In 2020, the U.S. Treasury Department sanctioned the Central Scientific Research Institute of Chemistry and Mechanics, linking it to a 2017 attack on a Saudi oil facility. Experts believe that the attack would have caused loss of life had the hackers not made coding errors that enabled their detection. But the threat remains. A 2018 presentation on XENOTIME by the Dragos cybersecurity firm notes that TRISIS/TRITON capability is not specific to one safety system, such as the Schneider Electric system involved in the 2017 Saudi incident. Dragos also notes that XENOTIME is a highly patient actor, focused on establishing an ability to operate across a server to effect maximum compromise of key systems.

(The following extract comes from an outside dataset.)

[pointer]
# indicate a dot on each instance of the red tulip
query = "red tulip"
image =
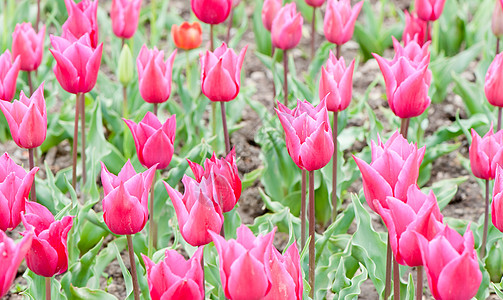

While the Freeport LNG explosion remains under investigation, multiple sources told me they were struck by the overpressure event along a key pipeline transit route and the evident failure of safety systems to engage. This fits with XENOTIME’s modus operandi. Again, U.S. energy networks are a very high priority target for all three of the major Russian intelligence services: GRU, FSB, and the SVR. All run operations across a range of relevant concerns, with the SVR taking the lead for political influence and covert funding of green organizations, and the FSB and GRU for direct action.

But if Russia is responsible for the Freeport LNG incident, it breached explicit warnings from President Joe Biden against critical infrastructure attacks. Technically, it would also have conducted an act of war on U.S. soil. The question is: Will we ever know what happened? If Freeport LNG was unable to detect a major cyber intrusion and the capture of its systems, attributing Russian culpability may be extraordinarily difficult. Deficient cyber forensics is an issue that afflicts many private sector organizations.